On bad days, the love of those closest to me, past and present, helps me through any pain and subsequent, frustration, depression ... whatever. I only wish I had done likewise back in 1979 before I suffered a mental breakdown and attempted suicide. Even so, I am convinced it was love that saved me then, and sustains me now, even though I live alone and have no partner. (I only had a partner for a short time, and that was many years ago although our feelings for each other continue to sustain me just as they did before he was killed in a road accident abroad.) As a result of my suicide attempt, I was unconscious for a good 35 hours, and I seem to recall his and my mother's voice calling me back. Both, long dead. Call it a fantasy if you like, but even the doctors said I am lucky to be alive ...



“The positive thinker sees the invisible, feels the intangible, and achieves the impossible.”

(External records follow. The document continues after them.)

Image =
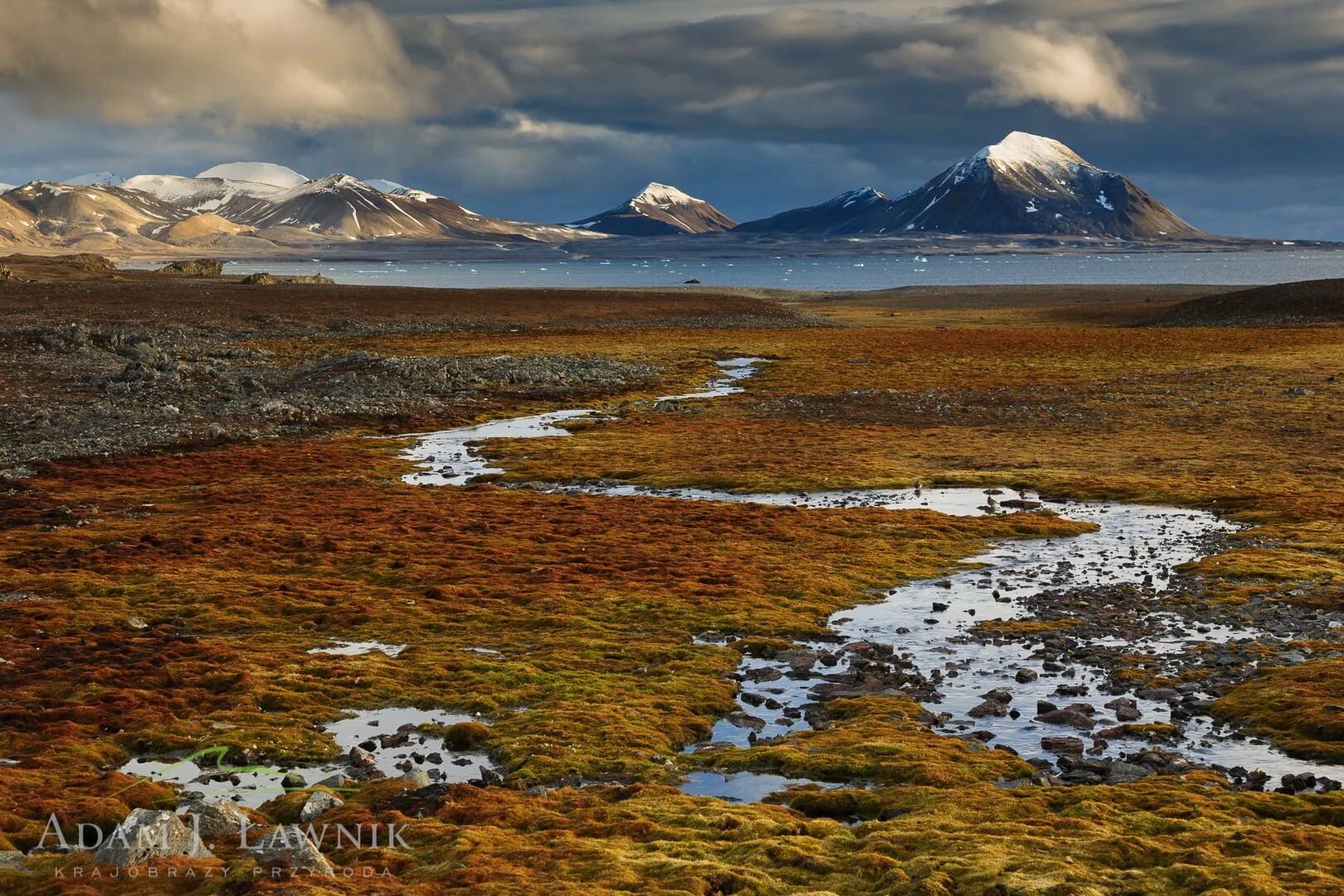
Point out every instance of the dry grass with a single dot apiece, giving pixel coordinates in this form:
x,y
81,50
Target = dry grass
x,y
251,555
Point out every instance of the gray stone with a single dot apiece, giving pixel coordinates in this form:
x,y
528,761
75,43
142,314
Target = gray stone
x,y
319,802
216,817
288,846
147,835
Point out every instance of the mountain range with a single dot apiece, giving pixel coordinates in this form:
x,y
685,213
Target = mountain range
x,y
1022,186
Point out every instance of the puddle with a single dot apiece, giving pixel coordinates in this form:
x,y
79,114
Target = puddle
x,y
253,786
929,624
743,786
446,458
360,648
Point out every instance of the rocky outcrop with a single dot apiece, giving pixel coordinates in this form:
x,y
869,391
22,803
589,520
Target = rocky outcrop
x,y
288,846
195,268
216,817
262,278
147,835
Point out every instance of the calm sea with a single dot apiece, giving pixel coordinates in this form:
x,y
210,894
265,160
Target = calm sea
x,y
834,273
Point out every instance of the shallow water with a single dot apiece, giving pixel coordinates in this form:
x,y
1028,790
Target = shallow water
x,y
828,273
257,785
1133,544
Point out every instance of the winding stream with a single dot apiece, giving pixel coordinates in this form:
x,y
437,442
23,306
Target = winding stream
x,y
929,624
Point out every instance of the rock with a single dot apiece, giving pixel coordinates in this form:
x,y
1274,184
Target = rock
x,y
1062,746
262,278
195,268
288,846
1068,716
216,817
988,709
147,835
1125,709
1124,772
745,720
318,804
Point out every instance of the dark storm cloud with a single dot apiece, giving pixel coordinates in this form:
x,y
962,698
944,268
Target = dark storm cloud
x,y
1227,109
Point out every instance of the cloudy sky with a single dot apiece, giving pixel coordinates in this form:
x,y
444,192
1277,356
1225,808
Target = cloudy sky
x,y
1229,110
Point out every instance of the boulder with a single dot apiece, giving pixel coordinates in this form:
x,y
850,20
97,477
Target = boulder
x,y
288,846
147,835
1062,746
195,268
318,804
216,817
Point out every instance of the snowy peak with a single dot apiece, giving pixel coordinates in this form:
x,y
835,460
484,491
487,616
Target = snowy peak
x,y
659,210
257,173
101,178
1020,149
1022,184
659,193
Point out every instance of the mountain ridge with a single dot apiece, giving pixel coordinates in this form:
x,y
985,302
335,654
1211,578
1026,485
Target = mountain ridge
x,y
659,210
1023,184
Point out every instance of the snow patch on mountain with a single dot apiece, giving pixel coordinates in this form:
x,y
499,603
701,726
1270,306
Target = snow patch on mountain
x,y
104,178
1031,151
257,173
199,193
663,195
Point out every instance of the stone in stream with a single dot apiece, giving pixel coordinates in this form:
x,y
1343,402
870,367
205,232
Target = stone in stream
x,y
1125,709
1062,744
988,709
147,835
288,846
1074,715
318,804
216,817
745,720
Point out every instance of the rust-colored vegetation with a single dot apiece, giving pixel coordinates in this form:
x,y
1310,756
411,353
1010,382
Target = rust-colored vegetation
x,y
242,558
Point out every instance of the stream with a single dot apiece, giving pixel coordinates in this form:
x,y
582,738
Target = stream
x,y
923,633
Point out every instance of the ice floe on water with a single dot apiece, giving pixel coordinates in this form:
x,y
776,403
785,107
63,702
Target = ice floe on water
x,y
1031,694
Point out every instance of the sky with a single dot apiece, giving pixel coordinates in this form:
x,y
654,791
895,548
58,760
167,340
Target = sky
x,y
1231,112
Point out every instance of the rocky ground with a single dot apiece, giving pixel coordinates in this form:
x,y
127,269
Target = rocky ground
x,y
128,390
105,362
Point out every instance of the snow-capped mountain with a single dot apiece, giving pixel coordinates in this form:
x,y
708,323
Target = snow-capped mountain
x,y
659,210
387,186
1023,184
257,173
205,193
246,208
827,218
104,178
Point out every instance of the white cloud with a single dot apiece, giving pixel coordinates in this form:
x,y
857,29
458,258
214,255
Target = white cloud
x,y
1074,73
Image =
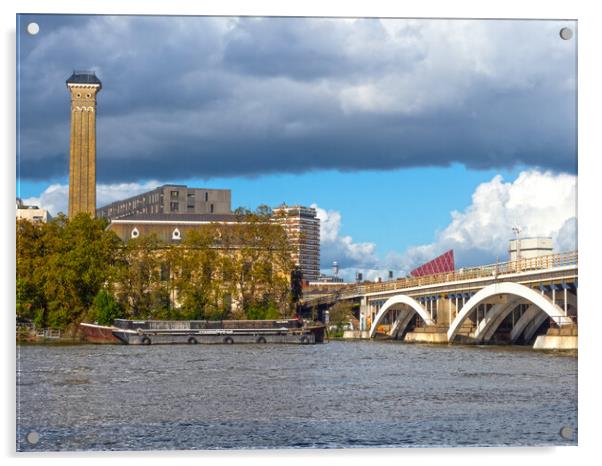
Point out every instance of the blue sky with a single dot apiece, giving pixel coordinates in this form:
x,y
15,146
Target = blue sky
x,y
395,129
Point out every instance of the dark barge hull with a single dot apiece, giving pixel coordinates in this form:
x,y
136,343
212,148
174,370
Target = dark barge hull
x,y
152,332
94,333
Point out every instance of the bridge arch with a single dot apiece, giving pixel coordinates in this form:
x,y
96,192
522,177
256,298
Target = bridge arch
x,y
515,290
414,305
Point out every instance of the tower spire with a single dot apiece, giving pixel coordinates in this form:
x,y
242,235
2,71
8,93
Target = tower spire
x,y
83,87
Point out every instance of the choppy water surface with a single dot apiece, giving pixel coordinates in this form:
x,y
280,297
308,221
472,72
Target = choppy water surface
x,y
335,395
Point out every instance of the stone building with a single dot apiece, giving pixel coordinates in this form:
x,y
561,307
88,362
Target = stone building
x,y
31,212
167,228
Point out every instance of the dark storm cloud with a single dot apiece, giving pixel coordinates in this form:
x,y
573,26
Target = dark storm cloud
x,y
208,97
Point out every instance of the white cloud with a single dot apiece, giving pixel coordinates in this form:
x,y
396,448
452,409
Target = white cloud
x,y
541,203
55,198
343,249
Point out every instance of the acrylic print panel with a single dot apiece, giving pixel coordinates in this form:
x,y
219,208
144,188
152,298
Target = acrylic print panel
x,y
217,218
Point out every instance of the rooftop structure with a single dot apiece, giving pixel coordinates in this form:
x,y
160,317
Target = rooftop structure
x,y
171,200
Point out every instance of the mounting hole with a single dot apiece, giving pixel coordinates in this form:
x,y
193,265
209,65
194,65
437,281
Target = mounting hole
x,y
32,437
566,433
566,33
33,29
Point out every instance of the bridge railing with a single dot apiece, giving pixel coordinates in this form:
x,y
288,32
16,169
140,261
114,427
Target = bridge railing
x,y
493,270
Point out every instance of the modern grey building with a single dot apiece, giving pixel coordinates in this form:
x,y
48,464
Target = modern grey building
x,y
303,230
171,199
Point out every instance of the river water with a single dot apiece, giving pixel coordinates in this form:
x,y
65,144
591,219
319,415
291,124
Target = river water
x,y
335,395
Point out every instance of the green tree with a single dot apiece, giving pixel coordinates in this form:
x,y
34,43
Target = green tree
x,y
61,266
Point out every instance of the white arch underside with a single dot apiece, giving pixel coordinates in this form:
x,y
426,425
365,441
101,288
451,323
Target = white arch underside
x,y
523,322
493,319
402,321
395,302
532,327
514,290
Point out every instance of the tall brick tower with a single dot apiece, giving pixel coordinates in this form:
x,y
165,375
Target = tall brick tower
x,y
83,86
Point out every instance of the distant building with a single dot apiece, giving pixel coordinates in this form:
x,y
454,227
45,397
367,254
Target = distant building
x,y
303,229
31,212
83,87
171,200
530,247
328,279
441,264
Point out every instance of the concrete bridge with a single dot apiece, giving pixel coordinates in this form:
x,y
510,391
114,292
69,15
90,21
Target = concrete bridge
x,y
529,301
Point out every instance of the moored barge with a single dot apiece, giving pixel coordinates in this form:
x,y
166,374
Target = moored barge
x,y
151,332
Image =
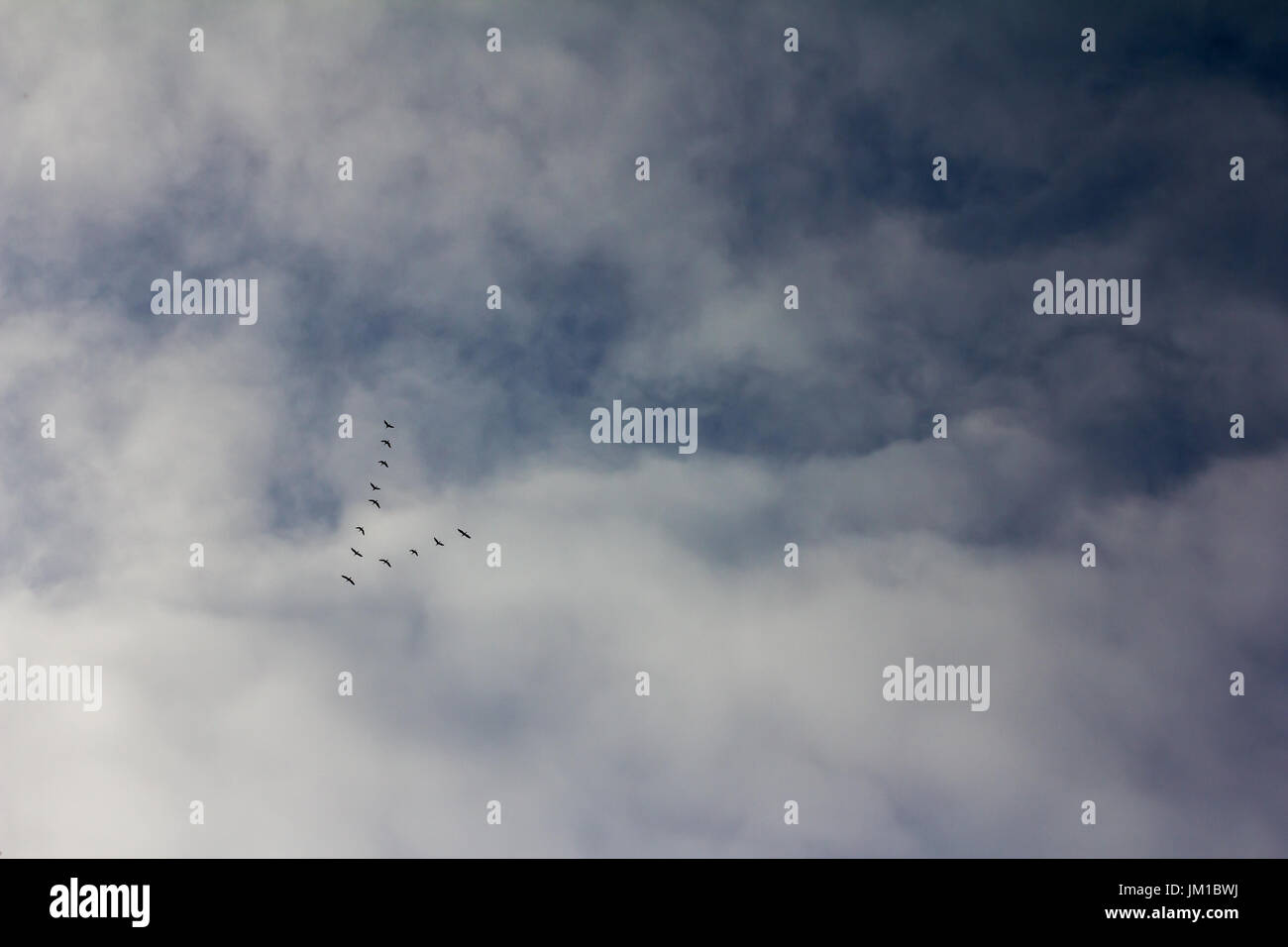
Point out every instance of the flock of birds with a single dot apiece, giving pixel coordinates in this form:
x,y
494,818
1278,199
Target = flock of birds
x,y
376,504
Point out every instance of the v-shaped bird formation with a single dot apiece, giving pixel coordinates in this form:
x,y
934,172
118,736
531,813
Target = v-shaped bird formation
x,y
362,531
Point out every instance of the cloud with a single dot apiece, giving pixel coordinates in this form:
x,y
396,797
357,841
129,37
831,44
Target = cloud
x,y
516,684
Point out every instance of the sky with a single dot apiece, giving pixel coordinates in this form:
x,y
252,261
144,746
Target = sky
x,y
518,684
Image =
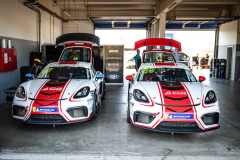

– Winston Churchill (My Early Life, 1874-1904)  
  
SINGLE, AND GROWING OLD or  AS GOOD AS IT GETS

Can’t get out and about
too easily now, a walking stick
needing to take the strain
when the rest of me lets me down,
and that’s as good as it gets

Can’t hear or see as well
as I could not so very long ago
but hearing aids and specs
get me by (now, wherever did I put
the darn things...?

New technology remains
a mystery not designed for old folks
who struggle to master
even the basics, a failing memory
chasing P-I-N or password

Growing old, no easy task,
gets harder by the day, yet a feeling
for life, love. and nature
inspires, and more than gets me by, 
cur for mind-body-spirit 

I draw upon all the love

that has seen me through the years
(in all its shapes and forms)
until it all but mends this poor frame,
and that's as good as it gets

Copyright R. N. Taber 2018; 2020


[Note: Following several requests from gay-friendly straight readers, I have also published this post/ poem on my gay-interest blog; feedback has long since confirmed that many if not most of its readers do not dip into both blogs.]